3. The Proposed YOLO-CBF

3.1. Motivation

The original YOLOv7 model has demonstrated strong performance in object detection, but it struggles with detecting small, distant targets and densely overlapping objects in complex driving scenarios, often resulting in missed or false detections. This is particularly problematic for helmet detection in electric vehicle riders, where accuracy is crucial. To overcome these limitations, we propose the YOLO-CBF network. By incorporating a BiFormer [21] dynamic sparse attention module, we reduce the computational and storage burden, while improving the model’s ability to focus on the most important features. Additionally, we replace the traditional convolutional layer with CoordConv [22], which enables the model to better capture spatial relationships between pixels, enhancing its ability to detect object shapes, structures, and layouts.
Furthermore, traditional bounding box loss functions like ln-norm or IoU often fail to deliver accurate results in bounding box regression, leading to slow convergence and imprecise predictions. To address this, we introduce the Efficient Intersection over Union (EIOU) loss function, which explicitly considers the overlapping area, center point, and edge length of bounding boxes. This allows for more accurate and faster convergence, especially in cases with anchor boxes that have low overlap with the target, ultimately improving detection performance in challenging real-world scenarios.

3.2. Overview

Figure 2 illustrates the overall structure of the YOLO-CBF model. The CBS module consists of three components: a convolutional layer, Batch Normalization, and the SiLU activation function, which collectively give the module its name (C for Conv, B for BatchNorm, and S for SiLU). The ELAN (Efficient Layer Aggregation Network) module enhances the accuracy and robustness of object detection by effectively aggregating feature information from multiple layers. The REP module is split into two parts: one for training and one for deployment. The training module includes three branches: the top branch uses a 3 × 3 convolution for feature extraction, the middle branch applies a 1 × 1 convolution for feature smoothing, and the final branch is an identity operation. The inference module consists of a 3 × 3 convolution with stride 1, which is reparameterized based on the training module (the structures of the CBS, ELAN, and ELAN-W modules are depicted in Figure 3).
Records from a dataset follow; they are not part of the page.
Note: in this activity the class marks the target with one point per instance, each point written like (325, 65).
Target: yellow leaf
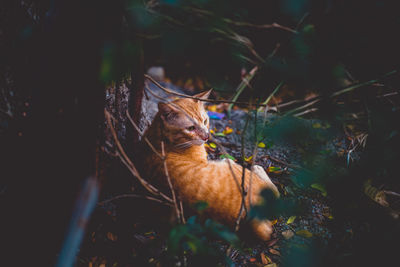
(265, 259)
(287, 234)
(304, 233)
(273, 169)
(317, 125)
(291, 219)
(248, 159)
(321, 188)
(227, 130)
(212, 108)
(274, 251)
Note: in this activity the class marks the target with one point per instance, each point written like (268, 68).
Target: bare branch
(128, 163)
(102, 203)
(169, 182)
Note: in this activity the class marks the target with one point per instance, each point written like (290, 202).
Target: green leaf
(201, 205)
(227, 156)
(304, 233)
(261, 145)
(321, 188)
(291, 219)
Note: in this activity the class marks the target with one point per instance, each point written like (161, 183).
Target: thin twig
(101, 203)
(181, 211)
(141, 135)
(391, 193)
(125, 159)
(305, 112)
(188, 96)
(169, 182)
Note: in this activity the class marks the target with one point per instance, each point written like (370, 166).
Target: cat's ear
(203, 95)
(166, 110)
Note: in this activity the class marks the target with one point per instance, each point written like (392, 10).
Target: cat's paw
(257, 169)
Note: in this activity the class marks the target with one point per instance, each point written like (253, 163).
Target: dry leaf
(261, 145)
(287, 234)
(227, 130)
(212, 108)
(248, 159)
(321, 188)
(274, 169)
(111, 236)
(274, 251)
(304, 233)
(265, 259)
(291, 219)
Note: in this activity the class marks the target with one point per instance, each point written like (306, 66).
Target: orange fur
(195, 178)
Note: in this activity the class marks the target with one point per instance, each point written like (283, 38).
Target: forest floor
(126, 231)
(278, 160)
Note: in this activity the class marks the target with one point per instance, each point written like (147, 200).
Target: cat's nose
(205, 137)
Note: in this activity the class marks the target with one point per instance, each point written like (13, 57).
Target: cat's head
(185, 122)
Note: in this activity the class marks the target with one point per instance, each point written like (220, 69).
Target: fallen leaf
(227, 156)
(212, 108)
(111, 236)
(321, 188)
(227, 130)
(287, 234)
(291, 219)
(271, 242)
(274, 251)
(208, 148)
(274, 169)
(265, 259)
(261, 145)
(317, 125)
(248, 159)
(304, 233)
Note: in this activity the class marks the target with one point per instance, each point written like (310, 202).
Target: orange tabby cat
(183, 126)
3.3. BiFormer Dynamic Sparse Attention Module

To overcome the scalability limitations of the traditional multi-head self-attention mechanism, which becomes increasingly inefficient with larger input sizes, this paper introduces the BiFormer dynamic sparse attention mechanism into the YOLOv7 model. While the standard multi-head attention excels in capturing global semantic information, its computational complexity grows significantly as input dimensions increase. By contrast, BiFormer addresses these challenges by dynamically selecting important features for attention, thereby enhancing both model efficiency and performance. The structure of the BiFormer module, along with the design of the BiFormer block, is shown in Figure 4.
Built upon the Bi-level Routing Attention (BRA) module, the model integrates the innovative BiFormer universal visual converter. The BiFormer dynamic sparse attention mechanism leverages the BRA module to finely segment the input feature map and selectively compute attention weights based on feature correlations. Specifically, the BRA module derives query (Q), key (K), and value (V) vectors via linear mapping and uses an adjacency matrix to build a directed graph, which identifies the participation relationships among various key-value pairs. This approach ensures that each region establishes connections only with others deemed relevant, facilitating dynamic sparse connections. Such sparse connections efficiently allocate computational resources, reduce complexity, and enhance scalability and efficiency by focusing computational efforts on highly correlated regions.
This model can capture picture features of various levels and scales, using a four-level pyramid structure and a 32-times down-sampling rate. BiFormer uses overlapping block embedding in the first stage. A block merging module is used in the second through fourth stages to increase the number of channels while decreasing the input spatial resolution. For feature transformation, continuous BiFormer blocks are then used. After introducing the BiFormer dynamic sparse attention mechanism, YOLOv7 better utilizes the self-attention mechanism in object detection tasks, improving its perception ability and detection accuracy towards targets.
Compared to traditional attention mechanisms, BiFormer dynamic sparse attention offers two distinct advantages:
  • Dynamic Region Selection: It dynamically selects regions for attention calculation based on input image characteristics, avoiding the computational complexity of fully connected operations.
  • Connections: By introducing sparse connections, the model focuses only on feature regions with high correlation, enhancing performance and efficiency. This approach enables more effective computation allocation and allows the model to adapt seamlessly to input data of varying scales and resolutions.
To address the scalability challenges of multi-head self-attention, this paper integrates BiFormer dynamic sparse attention into YOLOv7. This improvement allows for more adaptable computation distribution and enhances content awareness, enabling dynamic sparsity that is responsive of queries within the model.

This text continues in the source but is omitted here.